Palle widerrum sah ihn nur ernst an, musterte ihn fast schon nachdenklich, während eine Hand scih fordernd auf Manus Hüfte legte.
Der feste Griff ließ ihn unterdrückt aufstöhnen, Patrick hatte genau den blauen Fleck erwischt, den er ihm gestern Abend zugefügt hatte, als er ihn im Bad geschubst hatte und der nun unter dem groben Griff des Stärkeren stark weh tat.
Patrick jedoch schien sein Stöhnen anders zu interpretieren, sein Grinsen wurde breiter und sein Blick fast schon anzüglich.

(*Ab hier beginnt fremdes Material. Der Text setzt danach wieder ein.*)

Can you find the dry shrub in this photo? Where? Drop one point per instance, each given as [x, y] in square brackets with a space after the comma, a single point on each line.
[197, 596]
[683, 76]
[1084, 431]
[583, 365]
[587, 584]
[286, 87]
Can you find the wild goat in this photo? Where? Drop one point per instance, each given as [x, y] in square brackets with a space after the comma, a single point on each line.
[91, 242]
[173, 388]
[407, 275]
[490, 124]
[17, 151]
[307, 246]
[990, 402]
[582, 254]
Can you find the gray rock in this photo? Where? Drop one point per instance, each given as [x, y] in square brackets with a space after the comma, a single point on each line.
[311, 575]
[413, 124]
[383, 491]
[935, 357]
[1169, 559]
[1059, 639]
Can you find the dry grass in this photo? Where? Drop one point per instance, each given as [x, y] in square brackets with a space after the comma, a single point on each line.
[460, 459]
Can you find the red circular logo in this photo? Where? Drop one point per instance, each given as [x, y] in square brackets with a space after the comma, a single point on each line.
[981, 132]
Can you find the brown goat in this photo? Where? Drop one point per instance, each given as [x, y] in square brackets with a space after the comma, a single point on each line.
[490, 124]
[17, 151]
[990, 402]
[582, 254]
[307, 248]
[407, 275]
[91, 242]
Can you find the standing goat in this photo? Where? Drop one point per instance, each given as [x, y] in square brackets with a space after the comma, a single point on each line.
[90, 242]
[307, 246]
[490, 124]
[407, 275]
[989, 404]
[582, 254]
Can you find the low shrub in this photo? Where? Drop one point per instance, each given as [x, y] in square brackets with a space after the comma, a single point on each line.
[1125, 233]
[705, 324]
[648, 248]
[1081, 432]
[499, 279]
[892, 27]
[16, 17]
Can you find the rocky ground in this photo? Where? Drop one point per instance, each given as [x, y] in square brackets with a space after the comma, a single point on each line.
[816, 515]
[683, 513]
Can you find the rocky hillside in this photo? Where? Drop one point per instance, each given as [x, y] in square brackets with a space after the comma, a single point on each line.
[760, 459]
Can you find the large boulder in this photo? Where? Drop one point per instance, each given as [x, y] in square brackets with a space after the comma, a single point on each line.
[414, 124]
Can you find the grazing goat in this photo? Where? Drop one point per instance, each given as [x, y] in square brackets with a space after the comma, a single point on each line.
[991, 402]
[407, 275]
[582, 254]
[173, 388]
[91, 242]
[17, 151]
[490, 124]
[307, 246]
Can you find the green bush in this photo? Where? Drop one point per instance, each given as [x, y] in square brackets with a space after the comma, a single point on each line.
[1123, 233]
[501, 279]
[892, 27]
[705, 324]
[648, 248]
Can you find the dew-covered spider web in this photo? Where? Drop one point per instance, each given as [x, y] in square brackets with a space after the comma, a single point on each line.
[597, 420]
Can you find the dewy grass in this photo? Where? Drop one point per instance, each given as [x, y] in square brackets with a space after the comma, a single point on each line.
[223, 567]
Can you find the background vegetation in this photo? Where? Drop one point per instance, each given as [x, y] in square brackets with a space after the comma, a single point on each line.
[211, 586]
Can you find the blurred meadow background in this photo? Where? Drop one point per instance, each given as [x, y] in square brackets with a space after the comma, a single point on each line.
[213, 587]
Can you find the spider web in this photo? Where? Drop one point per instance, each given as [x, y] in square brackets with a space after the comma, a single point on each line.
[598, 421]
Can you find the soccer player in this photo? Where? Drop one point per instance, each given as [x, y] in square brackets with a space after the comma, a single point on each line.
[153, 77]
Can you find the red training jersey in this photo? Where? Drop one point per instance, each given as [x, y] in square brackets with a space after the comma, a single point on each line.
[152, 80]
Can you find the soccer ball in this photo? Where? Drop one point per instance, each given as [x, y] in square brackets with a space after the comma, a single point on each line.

»Na, auf einmal doch nicht mehr so ein homophober Arsch? Gib ruhig zu, dass dir das gefällt.«
Patricks Hand hielt ihn weiterhin an der Hüfte fest, während seine andere Hand unter sein Oberteil fuhr und dort über Manus flachen Bauch strich, leicht, dieses Mal tatsächlich, ohne ihm weh tun zu wollen, darauf schlug und darüber rieb, bis nach unten zu seinem Hosenbund.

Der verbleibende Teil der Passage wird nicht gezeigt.